H                                                                                                                                                    1

HOUSE BILL 140

 

 

Short Title:      Dental Plans Provider Contracts/Transparency.

(Public)

Sponsors:

Representative Bert Jones.

For a complete list of sponsors, refer to the North Carolina General Assembly web site.

Referred to:

Insurance

February 22, 2017

A BILL TO BE ENTITLED

AN ACT to apply disclosure and notification requirements related to insurer fee schedules, claims submission, and reimbursement policies to stand alone dental insurance.

The General Assembly of North Carolina enacts:

SECTION 1.  G.S. 58‑3‑227(a) reads as rewritten:

"§ 58‑3‑227.  Health plans fee schedules.

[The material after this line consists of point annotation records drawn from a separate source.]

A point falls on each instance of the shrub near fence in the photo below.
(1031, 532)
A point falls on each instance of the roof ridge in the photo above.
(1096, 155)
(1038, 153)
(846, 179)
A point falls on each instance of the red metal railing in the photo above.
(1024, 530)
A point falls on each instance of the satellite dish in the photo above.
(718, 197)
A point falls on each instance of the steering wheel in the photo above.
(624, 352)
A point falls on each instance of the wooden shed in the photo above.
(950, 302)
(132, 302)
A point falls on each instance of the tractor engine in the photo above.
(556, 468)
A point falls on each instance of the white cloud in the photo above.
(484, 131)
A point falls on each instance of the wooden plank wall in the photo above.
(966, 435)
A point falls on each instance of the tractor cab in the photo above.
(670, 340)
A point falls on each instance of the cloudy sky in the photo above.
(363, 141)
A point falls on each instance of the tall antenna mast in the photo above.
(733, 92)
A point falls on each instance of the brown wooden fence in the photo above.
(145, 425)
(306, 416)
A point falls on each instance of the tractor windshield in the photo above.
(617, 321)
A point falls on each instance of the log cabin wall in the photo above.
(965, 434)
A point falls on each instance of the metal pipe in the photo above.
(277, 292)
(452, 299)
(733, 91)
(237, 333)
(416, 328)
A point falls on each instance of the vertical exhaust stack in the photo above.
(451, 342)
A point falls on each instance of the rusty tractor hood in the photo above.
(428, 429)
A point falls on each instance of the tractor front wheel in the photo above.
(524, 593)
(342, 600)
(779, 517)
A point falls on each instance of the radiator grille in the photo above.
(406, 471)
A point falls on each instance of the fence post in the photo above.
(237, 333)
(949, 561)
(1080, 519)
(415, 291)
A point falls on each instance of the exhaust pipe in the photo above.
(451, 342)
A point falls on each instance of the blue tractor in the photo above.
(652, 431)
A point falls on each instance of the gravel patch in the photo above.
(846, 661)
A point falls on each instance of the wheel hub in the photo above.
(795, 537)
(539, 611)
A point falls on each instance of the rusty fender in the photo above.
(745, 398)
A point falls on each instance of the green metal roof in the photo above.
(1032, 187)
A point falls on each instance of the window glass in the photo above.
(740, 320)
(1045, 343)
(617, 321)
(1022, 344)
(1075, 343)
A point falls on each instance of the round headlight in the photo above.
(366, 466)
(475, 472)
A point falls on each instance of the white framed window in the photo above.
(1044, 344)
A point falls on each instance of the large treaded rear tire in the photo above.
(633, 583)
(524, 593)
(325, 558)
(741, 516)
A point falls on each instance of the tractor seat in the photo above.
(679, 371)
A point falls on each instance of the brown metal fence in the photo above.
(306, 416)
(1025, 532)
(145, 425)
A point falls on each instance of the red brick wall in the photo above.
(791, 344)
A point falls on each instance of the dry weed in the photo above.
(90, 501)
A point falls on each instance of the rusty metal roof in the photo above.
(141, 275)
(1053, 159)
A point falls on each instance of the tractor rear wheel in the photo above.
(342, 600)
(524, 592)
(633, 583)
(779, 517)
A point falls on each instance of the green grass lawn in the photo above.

(a)        Definitions. – As used in this section, the following terms mean:

...

(4)        Insurer. – An entity that writes a health benefit plan and that is an insurance company subject to this Chapter, a service corporation under Article 65 of this Chapter, a health maintenance organization under Article 67 of this Chapter, or a multiple employer welfare arrangement under Article 49 of this Chapter, except it does not include an entity that writes stand alone dental insurance.Chapter.

(5)        Reimbursement policy. – Information relating to payment of providers and facilities including policies on the following:

a.         Claims bundling and other claims editing processes.

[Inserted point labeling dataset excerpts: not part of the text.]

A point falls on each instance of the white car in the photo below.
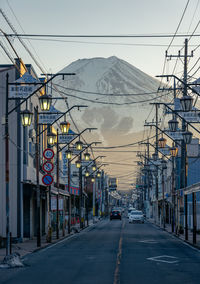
(130, 210)
(136, 216)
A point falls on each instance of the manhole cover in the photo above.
(164, 258)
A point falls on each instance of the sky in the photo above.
(100, 17)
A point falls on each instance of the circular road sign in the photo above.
(47, 179)
(48, 154)
(48, 167)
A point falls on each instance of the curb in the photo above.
(59, 240)
(176, 236)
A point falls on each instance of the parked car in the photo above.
(115, 214)
(136, 216)
(130, 210)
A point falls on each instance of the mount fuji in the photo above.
(117, 95)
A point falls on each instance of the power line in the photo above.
(175, 34)
(111, 103)
(104, 36)
(104, 43)
(107, 94)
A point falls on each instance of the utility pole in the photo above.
(58, 185)
(69, 199)
(183, 174)
(81, 193)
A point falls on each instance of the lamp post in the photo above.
(173, 151)
(164, 167)
(26, 119)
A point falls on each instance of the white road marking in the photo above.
(148, 242)
(164, 258)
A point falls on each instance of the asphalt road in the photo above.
(111, 252)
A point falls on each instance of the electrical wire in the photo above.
(110, 103)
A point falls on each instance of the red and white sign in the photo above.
(47, 179)
(48, 154)
(48, 167)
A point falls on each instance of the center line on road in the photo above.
(117, 273)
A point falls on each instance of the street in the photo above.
(111, 252)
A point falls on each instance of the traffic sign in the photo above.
(48, 154)
(23, 90)
(47, 179)
(48, 167)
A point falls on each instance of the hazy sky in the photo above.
(100, 17)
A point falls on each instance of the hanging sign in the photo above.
(48, 167)
(47, 179)
(177, 135)
(191, 116)
(49, 116)
(23, 91)
(165, 151)
(65, 138)
(48, 154)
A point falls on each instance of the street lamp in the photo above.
(98, 174)
(162, 142)
(26, 117)
(164, 164)
(186, 103)
(174, 151)
(51, 138)
(187, 137)
(45, 102)
(87, 156)
(79, 145)
(154, 156)
(64, 126)
(94, 167)
(173, 125)
(68, 154)
(78, 164)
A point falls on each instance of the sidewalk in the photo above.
(30, 246)
(180, 236)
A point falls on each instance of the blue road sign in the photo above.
(47, 179)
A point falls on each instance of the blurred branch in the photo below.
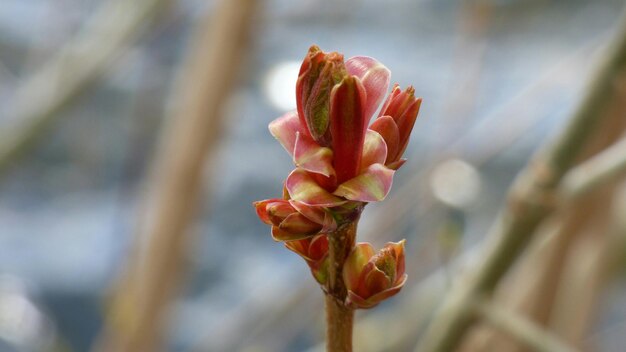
(41, 97)
(595, 172)
(137, 318)
(523, 330)
(531, 200)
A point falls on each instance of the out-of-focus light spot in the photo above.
(280, 85)
(455, 182)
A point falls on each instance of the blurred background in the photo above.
(89, 89)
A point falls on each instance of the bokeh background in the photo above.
(497, 77)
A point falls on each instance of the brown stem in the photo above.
(339, 318)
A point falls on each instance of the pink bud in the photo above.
(372, 277)
(319, 73)
(314, 250)
(396, 120)
(287, 223)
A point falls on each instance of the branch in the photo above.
(531, 200)
(136, 320)
(64, 78)
(516, 326)
(606, 166)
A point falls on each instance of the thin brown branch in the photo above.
(140, 307)
(523, 330)
(41, 97)
(531, 200)
(339, 318)
(595, 172)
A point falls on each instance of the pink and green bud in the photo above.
(347, 127)
(319, 73)
(395, 123)
(288, 224)
(372, 277)
(314, 250)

b.         Recognition or nonrecognition of CPT code modifiers.

c.         Downcoding of services or procedures.

d.         The definition of global surgery periods.

e.         Multiple surgical procedures.

f.          Payment based on the relationship of procedure code to diagnosis code.

(6)        Schedule of fees. – CPT, HCPCS, ICD‑9‑CM codes, ICD‑10‑CM codes, ASA codes, modifiers, and other applicable codes for the procedures billed for that class of provider."

SECTION 2.  This act becomes effective July 1, 2017.